立ち上げのとき、僕1人しかいなかったんですけど、どの作品もそうですが、この作品は特に脚本勝負だと思い、まず君塚(良一)さんが思い浮かんで、「原作を読んで感想聞かせてください」ってすぐメールしました。そうしたら「面白い」と言っていただけたので、今度はすぐ会いに行って「書いてくれませんか」とお願いしました。君塚さんも快諾していただき、そこからはすごく早かったです。

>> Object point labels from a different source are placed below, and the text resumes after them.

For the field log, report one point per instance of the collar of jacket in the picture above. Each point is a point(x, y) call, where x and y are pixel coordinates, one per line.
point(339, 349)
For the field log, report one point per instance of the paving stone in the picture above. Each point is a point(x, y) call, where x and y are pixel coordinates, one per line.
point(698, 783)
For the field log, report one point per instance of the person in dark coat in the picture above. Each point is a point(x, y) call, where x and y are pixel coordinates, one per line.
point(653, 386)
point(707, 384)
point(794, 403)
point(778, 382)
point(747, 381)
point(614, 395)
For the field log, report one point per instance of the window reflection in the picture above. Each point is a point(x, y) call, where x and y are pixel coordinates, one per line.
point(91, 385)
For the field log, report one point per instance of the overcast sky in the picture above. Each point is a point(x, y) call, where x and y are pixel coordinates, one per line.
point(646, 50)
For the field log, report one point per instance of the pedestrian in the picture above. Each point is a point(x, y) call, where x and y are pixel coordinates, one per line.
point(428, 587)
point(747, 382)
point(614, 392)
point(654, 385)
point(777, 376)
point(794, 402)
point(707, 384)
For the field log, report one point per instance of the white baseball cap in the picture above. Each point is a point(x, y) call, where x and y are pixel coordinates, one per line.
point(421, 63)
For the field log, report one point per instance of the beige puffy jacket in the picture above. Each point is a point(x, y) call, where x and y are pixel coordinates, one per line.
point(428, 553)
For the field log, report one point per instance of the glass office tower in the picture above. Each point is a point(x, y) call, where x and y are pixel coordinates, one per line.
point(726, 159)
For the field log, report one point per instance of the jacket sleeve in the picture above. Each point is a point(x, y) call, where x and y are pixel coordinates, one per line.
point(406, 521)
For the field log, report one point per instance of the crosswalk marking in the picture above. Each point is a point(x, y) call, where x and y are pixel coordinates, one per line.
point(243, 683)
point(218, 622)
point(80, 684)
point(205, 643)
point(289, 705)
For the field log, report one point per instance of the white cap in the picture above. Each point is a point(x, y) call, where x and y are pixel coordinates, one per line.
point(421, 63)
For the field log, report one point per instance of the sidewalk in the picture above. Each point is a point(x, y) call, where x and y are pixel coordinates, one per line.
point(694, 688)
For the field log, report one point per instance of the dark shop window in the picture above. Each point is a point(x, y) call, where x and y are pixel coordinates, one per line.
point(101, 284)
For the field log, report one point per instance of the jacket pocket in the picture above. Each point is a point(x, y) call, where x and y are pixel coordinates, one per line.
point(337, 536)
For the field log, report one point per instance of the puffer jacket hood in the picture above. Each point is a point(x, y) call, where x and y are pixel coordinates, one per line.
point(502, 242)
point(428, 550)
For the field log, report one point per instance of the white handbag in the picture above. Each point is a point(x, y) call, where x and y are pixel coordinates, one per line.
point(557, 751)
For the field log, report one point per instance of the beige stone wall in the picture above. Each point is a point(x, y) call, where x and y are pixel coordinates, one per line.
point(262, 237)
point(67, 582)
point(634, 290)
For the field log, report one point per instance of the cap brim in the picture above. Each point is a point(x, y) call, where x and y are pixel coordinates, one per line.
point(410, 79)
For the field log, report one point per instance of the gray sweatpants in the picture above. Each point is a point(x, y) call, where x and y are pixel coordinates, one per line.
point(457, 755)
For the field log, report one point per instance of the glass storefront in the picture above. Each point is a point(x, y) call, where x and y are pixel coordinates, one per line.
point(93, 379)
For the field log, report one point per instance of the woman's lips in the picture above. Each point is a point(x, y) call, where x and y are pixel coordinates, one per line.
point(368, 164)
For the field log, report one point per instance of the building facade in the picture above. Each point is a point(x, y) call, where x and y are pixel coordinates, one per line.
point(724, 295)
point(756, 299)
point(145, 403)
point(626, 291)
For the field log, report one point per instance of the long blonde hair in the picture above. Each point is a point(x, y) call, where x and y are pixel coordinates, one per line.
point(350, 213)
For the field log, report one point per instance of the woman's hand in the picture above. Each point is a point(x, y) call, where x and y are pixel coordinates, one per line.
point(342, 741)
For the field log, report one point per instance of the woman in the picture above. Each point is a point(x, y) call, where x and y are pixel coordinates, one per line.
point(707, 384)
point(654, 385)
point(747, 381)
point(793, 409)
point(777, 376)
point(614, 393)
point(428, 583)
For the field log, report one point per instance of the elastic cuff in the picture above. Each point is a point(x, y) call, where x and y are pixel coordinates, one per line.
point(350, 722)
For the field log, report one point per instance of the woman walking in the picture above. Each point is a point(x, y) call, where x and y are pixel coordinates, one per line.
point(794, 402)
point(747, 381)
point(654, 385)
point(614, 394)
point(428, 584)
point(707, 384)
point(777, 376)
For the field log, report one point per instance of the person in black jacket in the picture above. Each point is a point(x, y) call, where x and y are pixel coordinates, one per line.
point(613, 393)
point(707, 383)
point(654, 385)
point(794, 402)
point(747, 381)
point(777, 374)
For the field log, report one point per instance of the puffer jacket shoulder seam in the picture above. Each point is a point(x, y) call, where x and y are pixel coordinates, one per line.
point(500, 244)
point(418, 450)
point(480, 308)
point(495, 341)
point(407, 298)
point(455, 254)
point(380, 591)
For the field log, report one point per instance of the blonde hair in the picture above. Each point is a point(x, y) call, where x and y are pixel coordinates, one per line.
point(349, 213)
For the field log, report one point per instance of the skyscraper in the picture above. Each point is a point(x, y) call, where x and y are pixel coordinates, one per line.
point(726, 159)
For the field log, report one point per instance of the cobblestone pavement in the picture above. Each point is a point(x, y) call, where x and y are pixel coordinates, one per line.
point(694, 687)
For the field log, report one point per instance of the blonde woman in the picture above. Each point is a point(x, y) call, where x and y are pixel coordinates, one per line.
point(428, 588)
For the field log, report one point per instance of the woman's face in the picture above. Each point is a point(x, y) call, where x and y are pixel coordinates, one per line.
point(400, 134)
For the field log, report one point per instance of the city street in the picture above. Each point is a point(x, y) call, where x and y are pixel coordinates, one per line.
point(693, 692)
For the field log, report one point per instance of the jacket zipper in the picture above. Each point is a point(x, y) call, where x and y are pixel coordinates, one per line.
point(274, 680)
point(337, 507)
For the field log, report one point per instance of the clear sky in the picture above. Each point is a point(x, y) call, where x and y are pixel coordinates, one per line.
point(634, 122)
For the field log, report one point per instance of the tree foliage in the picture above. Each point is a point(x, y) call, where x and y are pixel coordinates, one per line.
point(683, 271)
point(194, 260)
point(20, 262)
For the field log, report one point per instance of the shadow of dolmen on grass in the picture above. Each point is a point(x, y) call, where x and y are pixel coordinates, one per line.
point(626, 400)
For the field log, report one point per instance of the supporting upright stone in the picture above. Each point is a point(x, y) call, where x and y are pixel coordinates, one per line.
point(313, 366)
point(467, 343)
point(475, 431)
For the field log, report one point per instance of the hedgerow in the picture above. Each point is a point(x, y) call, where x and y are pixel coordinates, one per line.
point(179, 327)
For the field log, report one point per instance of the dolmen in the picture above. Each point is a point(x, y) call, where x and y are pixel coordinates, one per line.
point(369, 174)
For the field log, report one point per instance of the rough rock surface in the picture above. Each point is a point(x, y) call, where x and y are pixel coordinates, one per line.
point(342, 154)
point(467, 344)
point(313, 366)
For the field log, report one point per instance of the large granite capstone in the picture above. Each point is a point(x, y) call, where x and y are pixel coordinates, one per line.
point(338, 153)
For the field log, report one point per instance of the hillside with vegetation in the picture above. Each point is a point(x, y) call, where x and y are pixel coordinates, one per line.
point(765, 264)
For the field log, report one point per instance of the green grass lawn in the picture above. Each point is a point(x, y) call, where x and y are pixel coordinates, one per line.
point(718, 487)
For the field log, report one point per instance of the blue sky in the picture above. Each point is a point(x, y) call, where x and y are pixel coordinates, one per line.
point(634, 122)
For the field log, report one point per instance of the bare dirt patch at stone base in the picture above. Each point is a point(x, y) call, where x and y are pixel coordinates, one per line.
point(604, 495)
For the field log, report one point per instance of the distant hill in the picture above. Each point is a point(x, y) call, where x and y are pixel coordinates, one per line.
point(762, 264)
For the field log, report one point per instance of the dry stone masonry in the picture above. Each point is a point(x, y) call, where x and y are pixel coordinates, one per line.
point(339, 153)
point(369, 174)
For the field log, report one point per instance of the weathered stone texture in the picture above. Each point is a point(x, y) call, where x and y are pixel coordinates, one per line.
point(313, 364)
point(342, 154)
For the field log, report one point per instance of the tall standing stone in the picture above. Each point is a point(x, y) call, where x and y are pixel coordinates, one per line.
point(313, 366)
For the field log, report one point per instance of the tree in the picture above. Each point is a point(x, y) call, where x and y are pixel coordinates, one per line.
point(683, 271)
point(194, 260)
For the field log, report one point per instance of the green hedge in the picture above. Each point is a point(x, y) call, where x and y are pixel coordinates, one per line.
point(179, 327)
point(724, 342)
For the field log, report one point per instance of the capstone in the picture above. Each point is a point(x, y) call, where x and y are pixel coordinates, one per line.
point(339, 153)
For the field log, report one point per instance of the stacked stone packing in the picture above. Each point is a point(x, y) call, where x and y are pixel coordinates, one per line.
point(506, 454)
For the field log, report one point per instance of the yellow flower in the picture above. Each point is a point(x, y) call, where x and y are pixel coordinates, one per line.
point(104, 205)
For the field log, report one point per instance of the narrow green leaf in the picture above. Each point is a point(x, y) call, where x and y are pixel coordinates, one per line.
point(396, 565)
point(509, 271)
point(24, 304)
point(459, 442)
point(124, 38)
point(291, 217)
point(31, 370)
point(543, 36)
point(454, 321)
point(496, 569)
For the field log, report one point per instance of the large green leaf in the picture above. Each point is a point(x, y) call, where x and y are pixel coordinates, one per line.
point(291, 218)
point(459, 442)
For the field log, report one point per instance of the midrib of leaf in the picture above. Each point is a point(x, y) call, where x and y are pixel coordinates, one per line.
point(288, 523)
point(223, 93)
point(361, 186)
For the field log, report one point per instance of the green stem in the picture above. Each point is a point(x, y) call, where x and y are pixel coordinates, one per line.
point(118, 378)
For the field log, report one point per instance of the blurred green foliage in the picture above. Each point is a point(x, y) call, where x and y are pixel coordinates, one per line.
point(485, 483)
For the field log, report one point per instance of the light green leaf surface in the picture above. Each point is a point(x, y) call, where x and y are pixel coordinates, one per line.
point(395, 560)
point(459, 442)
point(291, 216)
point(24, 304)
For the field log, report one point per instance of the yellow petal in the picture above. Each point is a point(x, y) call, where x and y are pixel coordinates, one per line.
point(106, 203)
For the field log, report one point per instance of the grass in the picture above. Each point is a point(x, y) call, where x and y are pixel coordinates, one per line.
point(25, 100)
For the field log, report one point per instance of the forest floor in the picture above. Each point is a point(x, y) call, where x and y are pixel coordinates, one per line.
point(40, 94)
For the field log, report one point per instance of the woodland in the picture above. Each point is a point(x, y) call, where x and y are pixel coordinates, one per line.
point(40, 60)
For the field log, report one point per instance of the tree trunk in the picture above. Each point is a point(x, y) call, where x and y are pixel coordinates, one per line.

まだスタッフも誰もいなくて、2人でそこからのスタートでした。あそこで君塚さんに「うん」と言っていただけなかったら、このドラマはなかったですね。そういう発端なので、僕がプロデュースとなっていますけど、それ以外はほとんど何もしていませんよ(笑)

  • 脚本の君塚良一氏(左)と中江功監督

――監督と君塚さんはどの作品からの関係ですか?

CS放送で初めて制作したドラマ『ニュース速報は流れた』(09年、フジテレビNEXT)という作品をやって、それが君塚さんと地上波じゃできない感じをめちゃくちゃにやって面白かったし、またやろうねっていう話をしていていたんです。君塚さんと言えば『踊る大捜査線』だけど、「警察ものは散々やったけど、警察学校は目を付けたことがなかったし、面白いね」って言っていただきました。

――今回のでき上がった脚本はどうでしたか?

打ち合わせで原作の2本から面白そうなエピソードを選んでプロットを作っていったんですが、君塚さんの中ではもう計算ができているんですね。こういう風に作った方がいいというのがもうあって、脚本ができ上がったのもすごく早かったですし、この脚本なら大丈夫だと思いました。だから、最初にできた段階からちょっと肉付けをしたくらいで、そんなに変わっていないんですよ。最初の君塚さんか構成してくれたまんま、ほぼそれででき上がっているのでさすがだな、君塚さんに書いてもらってよかった~と思いました。